A tribute to my Nan


This is the transcript of a speech I made at my Grandmothers funeral service.


Dr Seuss once said, sometimes you will never know the value of a moment until it becomes a memory.’

He also said plenty of other stuff , but, ‘one fish, two fish, red fish, blue fish’ and there’s a ‘wocket in my pocket,’ don’t really seem appropriate in this setting, here today.

Nan was a woman of her times; born in the 1920’s, a time when New Zealand was still recovering from the horror  of the Great War and the ravages of the following flu a few years later. New Zealand was a stoic, austere but resilient place, it cherished good old fashioned values, it valued hard work and toil. Money was tight and words were few. The words that were used were unusually short and economical. There was no need for embellishment  and no money for  luxury.

We have all had our moments with Eunice, Mum, Nan, Nana Hanna, we all have our own memories, some private, some shared. Some will be special, while others are more perfunctory, more matter of fact. But rather than memories today I wanted to share with you some of moments I shared with Nan and some of the qualities that Nan possessed.

When I think of Nan, I think of Eunice the sportswoman; the Golfer, the Lawn Bowler. It always seemed to me that while she was never a lydia Ko or Millie Khan,she was a battler. She was hard working, determined and dedicated. She took up bowls much later in life than one might usually do and this was and still is an inspiration to me today.

When I think of Nan, I think of Eunice the ‘Gourmet’ who lovingly cooked tripe and onions for my Grandfathers lunch for as many years as I can remember. The boiled tripe and onion smell wafting and lurking through the house like the smell of Johnny’s damp dirty rugby socks. I remember Eunice the ‘gourmet’ eating Cous Cous for the first time at my house. She was 90 and she loved it. She told me she had always wondered what Cous Cous tasted like and she really seemed to enjoy it. When I asked her what she thought of the Falafel, she shot me a look which suggested it would be another 90 years before she tried Falafel again.

There’s a cold wind that blows down the Grey River Valley toward the sea. The people in Greymouth call the wind the ‘Barber,’ – because it can cut  right through you like a razor; cut you in two! Eunice also had the ability to do that with either a single glance or a short spatter of words.

Gambling…,Eunice loved a punt. She loved a flutter on the Gee Gee’s; a session on the pokies, an hour or two at the casino. Believe it or not, she was also an adventurer, one time trekking 2km up a narrow, rocky creek, boulder hopping, getting her feet wet, criss-crossing from  one bush covered bank to the other just to get to a gold claim I had shares in.

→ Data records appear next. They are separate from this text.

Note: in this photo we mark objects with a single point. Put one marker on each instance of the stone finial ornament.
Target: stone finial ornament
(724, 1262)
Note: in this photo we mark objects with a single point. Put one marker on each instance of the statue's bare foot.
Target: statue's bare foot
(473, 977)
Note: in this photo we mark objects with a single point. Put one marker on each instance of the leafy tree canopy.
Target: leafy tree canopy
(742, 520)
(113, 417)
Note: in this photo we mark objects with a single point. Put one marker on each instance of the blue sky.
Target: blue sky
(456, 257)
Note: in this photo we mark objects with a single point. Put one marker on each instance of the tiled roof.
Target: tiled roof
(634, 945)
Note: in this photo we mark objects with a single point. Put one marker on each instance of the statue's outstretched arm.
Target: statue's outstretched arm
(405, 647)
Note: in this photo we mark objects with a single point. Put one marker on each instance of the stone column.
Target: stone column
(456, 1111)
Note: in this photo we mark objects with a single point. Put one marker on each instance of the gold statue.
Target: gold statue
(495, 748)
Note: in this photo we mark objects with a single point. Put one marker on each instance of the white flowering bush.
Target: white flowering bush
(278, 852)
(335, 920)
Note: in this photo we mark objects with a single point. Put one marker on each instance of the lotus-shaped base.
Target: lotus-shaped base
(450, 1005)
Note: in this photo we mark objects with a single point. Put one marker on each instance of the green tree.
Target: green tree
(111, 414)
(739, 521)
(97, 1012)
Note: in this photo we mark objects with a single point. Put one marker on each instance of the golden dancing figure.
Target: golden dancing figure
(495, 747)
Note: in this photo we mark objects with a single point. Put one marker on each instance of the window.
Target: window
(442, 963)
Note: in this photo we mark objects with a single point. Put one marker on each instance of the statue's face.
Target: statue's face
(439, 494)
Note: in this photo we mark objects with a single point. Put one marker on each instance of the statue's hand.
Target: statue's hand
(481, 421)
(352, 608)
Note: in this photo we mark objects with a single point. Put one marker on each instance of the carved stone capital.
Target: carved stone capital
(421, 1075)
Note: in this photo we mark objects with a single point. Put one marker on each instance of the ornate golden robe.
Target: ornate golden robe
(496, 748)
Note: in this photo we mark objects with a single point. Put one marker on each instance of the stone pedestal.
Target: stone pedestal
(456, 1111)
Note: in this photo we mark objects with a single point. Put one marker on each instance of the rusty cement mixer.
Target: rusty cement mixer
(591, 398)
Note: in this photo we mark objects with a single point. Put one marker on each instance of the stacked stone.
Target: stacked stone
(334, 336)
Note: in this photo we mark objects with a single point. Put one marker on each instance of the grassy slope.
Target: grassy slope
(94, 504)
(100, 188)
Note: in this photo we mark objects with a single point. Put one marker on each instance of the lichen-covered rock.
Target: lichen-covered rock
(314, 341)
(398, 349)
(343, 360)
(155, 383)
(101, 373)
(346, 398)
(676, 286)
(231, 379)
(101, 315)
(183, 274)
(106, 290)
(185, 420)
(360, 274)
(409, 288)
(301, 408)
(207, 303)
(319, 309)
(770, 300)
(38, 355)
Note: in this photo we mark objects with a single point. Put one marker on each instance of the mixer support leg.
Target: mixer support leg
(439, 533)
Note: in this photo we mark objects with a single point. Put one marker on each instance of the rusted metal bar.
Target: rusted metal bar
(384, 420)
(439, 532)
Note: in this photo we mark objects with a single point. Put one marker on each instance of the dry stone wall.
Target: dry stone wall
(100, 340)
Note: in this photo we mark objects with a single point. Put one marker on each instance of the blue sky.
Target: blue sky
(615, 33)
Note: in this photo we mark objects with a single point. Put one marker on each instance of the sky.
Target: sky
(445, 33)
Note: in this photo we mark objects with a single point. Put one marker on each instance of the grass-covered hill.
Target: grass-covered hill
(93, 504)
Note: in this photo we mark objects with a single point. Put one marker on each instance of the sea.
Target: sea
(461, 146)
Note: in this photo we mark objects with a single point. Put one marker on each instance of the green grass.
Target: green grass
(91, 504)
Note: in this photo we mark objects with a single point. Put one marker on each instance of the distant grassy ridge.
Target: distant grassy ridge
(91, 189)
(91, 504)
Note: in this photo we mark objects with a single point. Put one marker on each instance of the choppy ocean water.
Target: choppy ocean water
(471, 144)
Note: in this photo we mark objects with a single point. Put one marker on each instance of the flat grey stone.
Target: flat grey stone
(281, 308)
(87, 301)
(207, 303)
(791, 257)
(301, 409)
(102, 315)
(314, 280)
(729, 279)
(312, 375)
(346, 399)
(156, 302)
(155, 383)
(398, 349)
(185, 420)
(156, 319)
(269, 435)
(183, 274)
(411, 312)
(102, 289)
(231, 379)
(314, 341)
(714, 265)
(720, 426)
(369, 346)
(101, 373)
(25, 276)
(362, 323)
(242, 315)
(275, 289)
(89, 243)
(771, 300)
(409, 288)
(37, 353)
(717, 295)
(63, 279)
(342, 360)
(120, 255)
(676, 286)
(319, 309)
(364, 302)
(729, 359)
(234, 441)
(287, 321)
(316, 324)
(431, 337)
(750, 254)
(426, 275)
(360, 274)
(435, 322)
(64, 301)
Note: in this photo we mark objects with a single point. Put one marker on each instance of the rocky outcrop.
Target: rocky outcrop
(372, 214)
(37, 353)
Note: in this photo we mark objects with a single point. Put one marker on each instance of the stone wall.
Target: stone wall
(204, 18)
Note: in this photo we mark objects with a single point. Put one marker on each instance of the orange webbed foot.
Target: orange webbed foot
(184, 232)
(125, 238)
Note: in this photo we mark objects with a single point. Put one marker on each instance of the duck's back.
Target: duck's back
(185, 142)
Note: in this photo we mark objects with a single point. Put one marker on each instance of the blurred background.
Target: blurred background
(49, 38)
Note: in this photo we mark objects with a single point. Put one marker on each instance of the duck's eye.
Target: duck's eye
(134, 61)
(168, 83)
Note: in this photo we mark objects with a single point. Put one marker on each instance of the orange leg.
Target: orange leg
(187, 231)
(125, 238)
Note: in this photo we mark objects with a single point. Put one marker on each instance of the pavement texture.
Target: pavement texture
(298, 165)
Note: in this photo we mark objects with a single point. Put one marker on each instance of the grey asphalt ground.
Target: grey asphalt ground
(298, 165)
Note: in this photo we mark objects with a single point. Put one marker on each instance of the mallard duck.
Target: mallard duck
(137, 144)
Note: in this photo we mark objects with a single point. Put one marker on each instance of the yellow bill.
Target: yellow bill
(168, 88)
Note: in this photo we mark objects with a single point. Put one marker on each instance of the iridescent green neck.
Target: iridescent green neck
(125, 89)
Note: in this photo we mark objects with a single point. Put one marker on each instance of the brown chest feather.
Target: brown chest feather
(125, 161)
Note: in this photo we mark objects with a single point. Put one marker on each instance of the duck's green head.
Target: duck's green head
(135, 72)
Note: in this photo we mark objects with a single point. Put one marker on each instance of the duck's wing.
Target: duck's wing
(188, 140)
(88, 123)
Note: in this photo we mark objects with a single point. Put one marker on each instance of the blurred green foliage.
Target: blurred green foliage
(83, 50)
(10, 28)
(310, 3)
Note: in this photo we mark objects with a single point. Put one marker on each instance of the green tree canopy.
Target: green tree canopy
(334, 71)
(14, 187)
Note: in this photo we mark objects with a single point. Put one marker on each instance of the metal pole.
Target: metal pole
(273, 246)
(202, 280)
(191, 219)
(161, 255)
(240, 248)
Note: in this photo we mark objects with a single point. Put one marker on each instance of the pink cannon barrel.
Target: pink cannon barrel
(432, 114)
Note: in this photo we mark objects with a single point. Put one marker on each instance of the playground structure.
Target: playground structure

The sandflies were as big as helicopters and hungry as Paddy and Liam Hanrahan, but nothing was going to stop Nan from having a go on the Rocker Box and having the chance to find an ounce of two of gold, or even a nugget.

Eunice gave things a crack and to me that was an outstanding part of her character.

They say a good measure of someones life is not what they have achieved but what they have left behind. Eunice, the love of your children, grand children, and great grand children is what you have left behind and what a wonderful measure and legacy this is.

Thank you for the moments Eunice, alas there will be no more and I will miss them

As Dr Suess said, sometimes you will never know the value of a moment until it becomes a memory.’